高校時代からの友人はどうだろう?あなたはいつも彼女の子供たちの写真に「いいね!」をしているし、コメントもしている…それなのになぜ彼女はあなたの赤ちゃんの写真を受け入れてくれないのだろう?もしかすると、自分はだめな母親だということなのだろうか、とあなたは思う。
こんなシナリオはばかげていると感じる人もいるだろう。しかし、初めて子供を産んだばかりの母親がFacebookを使うと、現実にこんなことがしょっちゅう起こるのだ。

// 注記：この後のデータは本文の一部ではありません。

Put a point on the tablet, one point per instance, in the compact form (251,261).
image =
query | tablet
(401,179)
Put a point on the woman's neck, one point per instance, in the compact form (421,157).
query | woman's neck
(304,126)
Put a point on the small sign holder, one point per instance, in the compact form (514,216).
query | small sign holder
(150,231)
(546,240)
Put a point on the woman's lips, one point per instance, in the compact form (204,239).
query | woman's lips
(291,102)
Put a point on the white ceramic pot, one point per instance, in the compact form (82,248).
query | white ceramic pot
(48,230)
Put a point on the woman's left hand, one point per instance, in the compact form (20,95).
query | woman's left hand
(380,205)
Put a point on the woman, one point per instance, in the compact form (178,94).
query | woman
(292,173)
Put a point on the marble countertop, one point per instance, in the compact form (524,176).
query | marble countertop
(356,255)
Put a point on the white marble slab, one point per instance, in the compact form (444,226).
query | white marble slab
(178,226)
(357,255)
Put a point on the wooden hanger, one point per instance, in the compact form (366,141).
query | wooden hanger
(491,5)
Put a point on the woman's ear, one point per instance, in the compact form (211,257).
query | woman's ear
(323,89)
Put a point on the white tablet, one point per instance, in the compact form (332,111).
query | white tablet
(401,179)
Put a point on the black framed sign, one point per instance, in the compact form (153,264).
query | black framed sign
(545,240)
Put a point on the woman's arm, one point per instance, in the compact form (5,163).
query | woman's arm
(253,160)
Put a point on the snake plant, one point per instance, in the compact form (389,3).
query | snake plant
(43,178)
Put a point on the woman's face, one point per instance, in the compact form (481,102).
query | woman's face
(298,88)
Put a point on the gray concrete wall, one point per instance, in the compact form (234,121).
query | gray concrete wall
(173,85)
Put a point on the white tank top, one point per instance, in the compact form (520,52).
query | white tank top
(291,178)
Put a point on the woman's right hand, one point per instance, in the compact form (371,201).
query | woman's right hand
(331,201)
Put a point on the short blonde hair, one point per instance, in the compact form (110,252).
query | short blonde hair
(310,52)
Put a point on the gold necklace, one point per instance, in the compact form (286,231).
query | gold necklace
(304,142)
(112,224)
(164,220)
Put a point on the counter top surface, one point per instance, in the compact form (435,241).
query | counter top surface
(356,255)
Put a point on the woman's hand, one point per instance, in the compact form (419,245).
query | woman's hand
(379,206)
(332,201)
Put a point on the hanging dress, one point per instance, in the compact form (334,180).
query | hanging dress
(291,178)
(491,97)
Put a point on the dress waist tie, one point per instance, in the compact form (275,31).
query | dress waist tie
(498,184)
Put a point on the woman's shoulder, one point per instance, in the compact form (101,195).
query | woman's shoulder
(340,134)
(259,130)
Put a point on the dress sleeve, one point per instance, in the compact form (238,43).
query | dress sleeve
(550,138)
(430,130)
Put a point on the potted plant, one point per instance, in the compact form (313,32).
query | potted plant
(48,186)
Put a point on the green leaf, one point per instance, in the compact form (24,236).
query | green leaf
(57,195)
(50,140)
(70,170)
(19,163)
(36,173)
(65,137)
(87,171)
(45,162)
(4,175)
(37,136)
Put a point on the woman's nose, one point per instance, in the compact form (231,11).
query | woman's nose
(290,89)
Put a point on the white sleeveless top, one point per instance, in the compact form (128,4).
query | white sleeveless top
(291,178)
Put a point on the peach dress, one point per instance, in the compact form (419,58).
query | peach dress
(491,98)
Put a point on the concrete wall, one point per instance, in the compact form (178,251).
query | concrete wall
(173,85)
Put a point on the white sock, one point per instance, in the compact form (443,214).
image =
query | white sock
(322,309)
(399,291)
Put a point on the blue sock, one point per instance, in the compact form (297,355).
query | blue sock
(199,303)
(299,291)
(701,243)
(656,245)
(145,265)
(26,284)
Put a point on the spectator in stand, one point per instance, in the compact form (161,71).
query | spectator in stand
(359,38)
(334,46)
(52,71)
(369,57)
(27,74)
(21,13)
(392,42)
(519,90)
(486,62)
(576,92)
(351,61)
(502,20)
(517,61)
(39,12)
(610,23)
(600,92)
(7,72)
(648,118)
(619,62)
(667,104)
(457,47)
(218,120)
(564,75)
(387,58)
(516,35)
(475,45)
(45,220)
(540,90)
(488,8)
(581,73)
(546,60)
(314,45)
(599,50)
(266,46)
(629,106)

そういうわけで、私の教え子の大学院生が、子どもが生まれたばかりの両親とSNSのかかわり方について調査することを提案してくれた時、私はそのチャンスに飛びついた。彼らは、私が取り組んでいる子育て研究「New Parents Project」にそれを加えるよう勧めてくれたのだ。私は親になりたての人がSNSを使用する頻度や、特に利用頻度の高い人の動機、そしてそれが彼らの精神衛生にどのような影響を与える可能性があるのか、について興味があった。ここにその研究結果を紹介していく。
◆なぜ投稿せずにいられないのか?
Darkdiamond67 / Shutterstock.com
新生児の世話で忙しく、疲れている母親がなぜ貴重な時間を使ってFacebook用に完璧な赤ちゃんの画像を作成するのだろうか?さらに、なぜFacebook上の「友人」が子どもの写真にどう反応してくれるかそこまで気にしなければならないのか?友達といっても、家族や近い友人以外の多くはほとんど会うこともないような人たちなのだ。
それは、つながるためだ。新米ママというのはどうしようもなく孤独を感じることがある。
私がFacebookを始めた2008年、私の娘は乳児期を過ぎた頃だったが、私はすぐにFacebookというのは赤ちゃんや小さい子供の写真や投稿だらけだ、と気が付いた。
この現象を認識したのは私だけではなかった。2009年にはFacebook上で親が「オーバーシェア(過度なシェア)」する風潮の中、シェアされた内容をコミカルに紹介する「“STFU, parents”」という投稿型のユーモアサイトも立ち上げられた。
私もまさに、その状態に陥っていた。娘が何かできるようになったり、冒険をしたりする様子を最高の写真に収めようと必死になり、また、「いいね!」やコメントの嵐を待ち望むようになっていた。当時の私はフルタイムで働きながらの子育てに悪戦苦闘しており、その活力源となるものを求めていたのだ。
しかし、いつもそれで元気になれるわけではなかった。